Но даже и после этого время от времени он восставал и все еще продолжал сражаться.
Но чем больше он негодовал на свою слабость и пытался обуздать свое воображение, тем сильнее оно разыгрывалось и тем сильнее его слабость подрывала его волю.
И все же хотя ему и удалось изгнать из своего рассудка те сверхъестественные ассоциации, благодаря которым с этой собакой были связаны воспоминания о его друге Думесниле, тем не менее животное от этого не стало занимать его меньше, он уже не думал о нем иначе, чем думают об одном из братьев наших меньших, и все же он по-прежнему думал лишь о нем.
А дело в том, что эта собака отличалась от всех других собак: как бы мало он ее ни видел, каким бы коротким ни был срок его общения с ней, шевалье убедил себя, что спаниель должен обладать бесчисленным множеством замечательных и исключительных качеств, и, как следует подумав, он, казалось, припоминал, что сумел прочесть их на честной физиономии животного.

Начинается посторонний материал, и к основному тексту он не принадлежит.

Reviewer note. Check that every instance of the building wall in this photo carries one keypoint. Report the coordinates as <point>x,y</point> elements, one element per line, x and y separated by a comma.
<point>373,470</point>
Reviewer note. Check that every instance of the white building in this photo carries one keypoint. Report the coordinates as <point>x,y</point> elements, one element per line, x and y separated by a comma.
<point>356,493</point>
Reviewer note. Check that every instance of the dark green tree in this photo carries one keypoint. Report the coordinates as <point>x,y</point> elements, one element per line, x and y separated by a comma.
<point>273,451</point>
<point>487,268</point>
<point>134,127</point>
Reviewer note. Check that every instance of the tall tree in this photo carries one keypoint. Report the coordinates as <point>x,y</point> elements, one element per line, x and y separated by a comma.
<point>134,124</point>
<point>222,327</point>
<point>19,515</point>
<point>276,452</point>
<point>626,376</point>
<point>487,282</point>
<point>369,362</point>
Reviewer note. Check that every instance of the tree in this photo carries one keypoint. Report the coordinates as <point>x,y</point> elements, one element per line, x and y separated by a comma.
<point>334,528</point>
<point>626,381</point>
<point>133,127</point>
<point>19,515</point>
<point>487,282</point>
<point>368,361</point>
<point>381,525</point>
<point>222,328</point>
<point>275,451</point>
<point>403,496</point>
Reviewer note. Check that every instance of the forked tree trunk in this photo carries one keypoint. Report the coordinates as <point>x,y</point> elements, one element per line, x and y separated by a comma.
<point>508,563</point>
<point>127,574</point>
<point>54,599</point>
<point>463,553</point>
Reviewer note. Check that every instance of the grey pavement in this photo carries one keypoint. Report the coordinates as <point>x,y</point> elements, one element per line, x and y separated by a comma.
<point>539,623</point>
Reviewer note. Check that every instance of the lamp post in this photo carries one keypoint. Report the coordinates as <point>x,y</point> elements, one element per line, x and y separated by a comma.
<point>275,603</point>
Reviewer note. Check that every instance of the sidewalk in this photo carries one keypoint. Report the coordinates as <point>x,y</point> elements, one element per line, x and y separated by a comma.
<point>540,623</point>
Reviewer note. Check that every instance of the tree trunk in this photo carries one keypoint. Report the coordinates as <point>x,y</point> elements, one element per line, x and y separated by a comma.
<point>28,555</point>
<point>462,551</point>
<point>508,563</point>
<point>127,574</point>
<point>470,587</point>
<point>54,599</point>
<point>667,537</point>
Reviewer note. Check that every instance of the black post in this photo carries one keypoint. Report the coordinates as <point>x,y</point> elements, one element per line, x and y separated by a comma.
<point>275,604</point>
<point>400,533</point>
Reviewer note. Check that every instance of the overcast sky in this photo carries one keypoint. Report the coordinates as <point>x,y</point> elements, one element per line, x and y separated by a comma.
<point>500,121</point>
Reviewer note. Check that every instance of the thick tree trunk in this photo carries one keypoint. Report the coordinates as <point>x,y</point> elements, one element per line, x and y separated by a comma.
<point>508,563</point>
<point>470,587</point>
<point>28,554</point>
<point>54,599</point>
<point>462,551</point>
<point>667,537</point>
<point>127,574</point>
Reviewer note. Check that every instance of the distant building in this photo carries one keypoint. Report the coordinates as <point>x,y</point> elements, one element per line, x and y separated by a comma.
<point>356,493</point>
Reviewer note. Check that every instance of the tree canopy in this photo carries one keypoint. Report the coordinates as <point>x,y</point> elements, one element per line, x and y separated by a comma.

Итак, напрасно шевалье, убежденный эгоист, пытался укрыться за своими прошлыми решениями; напрасно он взывал к своим клятвам; напрасно он громко говорил, что поклялся никому не открывать своего сердца на этом свете, будь это двуногое, четвероногое или крылатое существо; напрасно представлял он себе тысячу неудобств, которые, безусловно, повлечет за собой та привязанность, зарождавшаяся, как он чувствовал, в нем к этому животному.
Мы видели, к чему пришел в итоге шевалье.
Он не хотел, чтобы собака жила под одним из тех навесов, в одной из тех конюшен или под одной из тех построек, что уже существовали.
Он решил выбрать ей место, самое лучшее, разумеется, и построить для нее конуру, где бы она могла жить в полное свое удовольствие.
И как бы извиняясь, де ля Гравери сказал самому себе:
«В конце концов это всего лишь собака».
И, покачивая головой, добавил:
«Я еще недостаточно стар и уже недостаточно молод, чтобы, отказавшись от общества мне подобных, отдать остаток своего чувства какому-то там животному».
Затем, протягивая руку к тому месту, где он решил воздвигнуть конуру своего спаниеля, он продолжил:
«А этот, после того как я сделаю для него все, что полагаю должным, может спокойно потеряться или умереть, я тогда даже и пальцем не пошевелю. Я уже не буду обязан, если мне вдруг стала необходима собака, что я, впрочем, категорически отрицаю, так вот, я уже не буду обязан брать на ее место преемника. И разве, если хоть немного разобраться, я нарушаю свои обеты, пытаясь противопоставить невинное развлечение этому монотонно-размеренному существованию? Впрочем, выбрав себе в удел одиночество, я не помню, чтобы я обрекал бы себя к тому же и на рабскую зависимость, которая в сто раз хуже каторги. Нет, черт возьми! Тысячу раз нет!»